CsvSplit
July 30, 2019
There was a question the other day on Reddit or Stack Overflow or someplace about handling CSV files with awk. We’ve done that in a previous exercise, but today I decided to handle CSV files in a different way. Specifically, I wrote an awk function csvsplit that works the same way as awk’s built-in split function except that it handles CSV strings instead of splitting on a regular expression:
n = csvsplit(str,arr)
Csvsplit takes a string and an array, deletes any current contents of the array, splits the string into fields using the normal CSV rules, stores the fields in arr[1] .. arr[n], and returns n. The splitting rules are: every comma splits a field, except that double-quotes around a field protect commas inside the field, and double-quotes may appear in a quoted field by doubling them (two successive double-quotes).
Your task is to write a csvsplit function for awk. When you are finished, you are welcome to read or run a suggested solution, or to post your own solution or discuss the exercise in the comments below.
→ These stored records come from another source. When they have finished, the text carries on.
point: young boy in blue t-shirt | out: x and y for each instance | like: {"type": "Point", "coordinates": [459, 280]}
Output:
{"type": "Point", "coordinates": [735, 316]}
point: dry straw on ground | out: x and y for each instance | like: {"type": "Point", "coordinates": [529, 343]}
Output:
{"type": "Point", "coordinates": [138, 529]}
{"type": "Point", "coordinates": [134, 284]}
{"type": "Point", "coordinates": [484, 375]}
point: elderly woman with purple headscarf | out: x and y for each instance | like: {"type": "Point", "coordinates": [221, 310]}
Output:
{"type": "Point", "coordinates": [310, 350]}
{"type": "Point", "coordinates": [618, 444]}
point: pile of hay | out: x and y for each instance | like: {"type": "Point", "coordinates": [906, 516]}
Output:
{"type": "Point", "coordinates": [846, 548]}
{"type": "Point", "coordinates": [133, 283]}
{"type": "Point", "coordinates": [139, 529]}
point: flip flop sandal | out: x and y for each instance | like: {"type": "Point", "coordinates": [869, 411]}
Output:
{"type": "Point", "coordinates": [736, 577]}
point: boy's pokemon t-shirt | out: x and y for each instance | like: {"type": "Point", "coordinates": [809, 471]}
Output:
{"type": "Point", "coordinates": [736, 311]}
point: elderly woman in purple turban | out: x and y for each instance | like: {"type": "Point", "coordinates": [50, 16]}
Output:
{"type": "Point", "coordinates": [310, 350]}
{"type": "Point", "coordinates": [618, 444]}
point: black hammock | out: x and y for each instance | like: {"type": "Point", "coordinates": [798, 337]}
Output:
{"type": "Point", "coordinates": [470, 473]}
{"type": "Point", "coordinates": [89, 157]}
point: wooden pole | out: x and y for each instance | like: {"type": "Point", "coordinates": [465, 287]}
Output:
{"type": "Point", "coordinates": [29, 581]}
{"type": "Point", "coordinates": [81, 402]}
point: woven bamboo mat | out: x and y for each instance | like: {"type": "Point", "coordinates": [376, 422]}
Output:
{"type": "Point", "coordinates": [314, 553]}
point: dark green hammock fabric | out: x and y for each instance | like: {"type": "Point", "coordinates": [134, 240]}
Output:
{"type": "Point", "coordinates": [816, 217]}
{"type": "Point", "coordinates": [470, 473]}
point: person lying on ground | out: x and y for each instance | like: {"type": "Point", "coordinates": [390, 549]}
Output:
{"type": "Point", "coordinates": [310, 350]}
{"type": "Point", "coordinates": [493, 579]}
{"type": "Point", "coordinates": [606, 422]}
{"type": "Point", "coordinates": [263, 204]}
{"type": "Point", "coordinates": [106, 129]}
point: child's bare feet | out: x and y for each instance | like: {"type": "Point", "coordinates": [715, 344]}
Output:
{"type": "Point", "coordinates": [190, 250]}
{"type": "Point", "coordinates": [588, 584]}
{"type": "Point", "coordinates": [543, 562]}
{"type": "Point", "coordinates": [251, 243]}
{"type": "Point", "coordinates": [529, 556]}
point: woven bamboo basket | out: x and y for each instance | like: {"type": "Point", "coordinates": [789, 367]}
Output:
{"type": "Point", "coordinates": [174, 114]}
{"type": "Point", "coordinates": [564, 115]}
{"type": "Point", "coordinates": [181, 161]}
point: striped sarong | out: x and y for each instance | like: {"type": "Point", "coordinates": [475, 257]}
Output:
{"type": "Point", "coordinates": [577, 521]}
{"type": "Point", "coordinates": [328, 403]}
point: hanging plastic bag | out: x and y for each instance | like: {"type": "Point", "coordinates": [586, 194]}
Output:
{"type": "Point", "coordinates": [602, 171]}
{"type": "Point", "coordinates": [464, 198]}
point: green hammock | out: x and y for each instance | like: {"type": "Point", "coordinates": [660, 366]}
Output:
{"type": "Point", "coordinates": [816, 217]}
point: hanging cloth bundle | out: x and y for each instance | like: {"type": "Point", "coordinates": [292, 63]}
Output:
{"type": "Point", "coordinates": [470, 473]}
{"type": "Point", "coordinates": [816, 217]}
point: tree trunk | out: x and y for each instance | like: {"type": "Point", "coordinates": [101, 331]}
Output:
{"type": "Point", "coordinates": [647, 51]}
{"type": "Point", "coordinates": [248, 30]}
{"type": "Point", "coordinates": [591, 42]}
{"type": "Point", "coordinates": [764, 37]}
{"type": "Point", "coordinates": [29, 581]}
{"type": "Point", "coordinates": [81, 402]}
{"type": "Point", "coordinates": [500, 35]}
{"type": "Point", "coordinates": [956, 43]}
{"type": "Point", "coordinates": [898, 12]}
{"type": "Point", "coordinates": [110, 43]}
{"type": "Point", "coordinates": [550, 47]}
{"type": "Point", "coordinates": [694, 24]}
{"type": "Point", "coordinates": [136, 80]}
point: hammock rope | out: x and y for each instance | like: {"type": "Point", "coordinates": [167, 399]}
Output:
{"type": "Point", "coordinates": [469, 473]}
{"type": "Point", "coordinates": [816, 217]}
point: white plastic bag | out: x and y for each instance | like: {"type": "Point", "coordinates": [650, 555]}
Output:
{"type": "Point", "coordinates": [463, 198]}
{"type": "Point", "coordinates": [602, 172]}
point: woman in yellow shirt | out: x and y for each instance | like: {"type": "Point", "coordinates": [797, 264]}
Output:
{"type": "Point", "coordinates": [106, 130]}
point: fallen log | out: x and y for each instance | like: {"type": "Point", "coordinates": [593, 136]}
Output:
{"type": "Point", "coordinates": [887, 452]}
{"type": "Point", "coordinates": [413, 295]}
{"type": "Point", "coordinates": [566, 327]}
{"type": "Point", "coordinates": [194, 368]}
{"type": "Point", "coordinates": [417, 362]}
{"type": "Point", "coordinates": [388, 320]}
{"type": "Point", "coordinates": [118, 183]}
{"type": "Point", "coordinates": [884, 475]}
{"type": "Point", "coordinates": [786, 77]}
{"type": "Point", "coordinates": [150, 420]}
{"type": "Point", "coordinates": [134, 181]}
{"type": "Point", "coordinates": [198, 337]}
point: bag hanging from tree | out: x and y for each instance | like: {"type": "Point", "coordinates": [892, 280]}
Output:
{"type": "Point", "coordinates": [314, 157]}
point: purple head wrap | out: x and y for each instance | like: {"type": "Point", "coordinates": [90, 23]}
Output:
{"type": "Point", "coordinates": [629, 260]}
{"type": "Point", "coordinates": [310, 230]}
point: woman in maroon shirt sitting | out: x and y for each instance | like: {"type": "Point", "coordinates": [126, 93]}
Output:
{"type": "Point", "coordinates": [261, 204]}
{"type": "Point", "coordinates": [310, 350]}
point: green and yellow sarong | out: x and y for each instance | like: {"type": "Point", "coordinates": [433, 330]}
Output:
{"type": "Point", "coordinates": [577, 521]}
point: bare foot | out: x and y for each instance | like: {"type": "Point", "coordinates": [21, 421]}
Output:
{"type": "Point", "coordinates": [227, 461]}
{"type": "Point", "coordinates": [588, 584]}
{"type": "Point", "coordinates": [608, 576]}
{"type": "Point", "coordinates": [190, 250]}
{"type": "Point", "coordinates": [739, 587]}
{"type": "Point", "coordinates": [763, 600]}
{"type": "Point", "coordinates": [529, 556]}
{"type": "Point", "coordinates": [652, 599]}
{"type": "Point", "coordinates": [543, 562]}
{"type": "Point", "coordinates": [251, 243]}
The only problem is that newlines are allowed within a double-quoted field, at least by some programs as well as by RFC 4180, the nearest thing to a standard. So awk’s line-by-line model really doesn’t work without great pain.
That’s correct. If you need that functionality, the previous exercise linked in the task description provides it. But the current exercise provides a function that is useful in a large percentage of cases.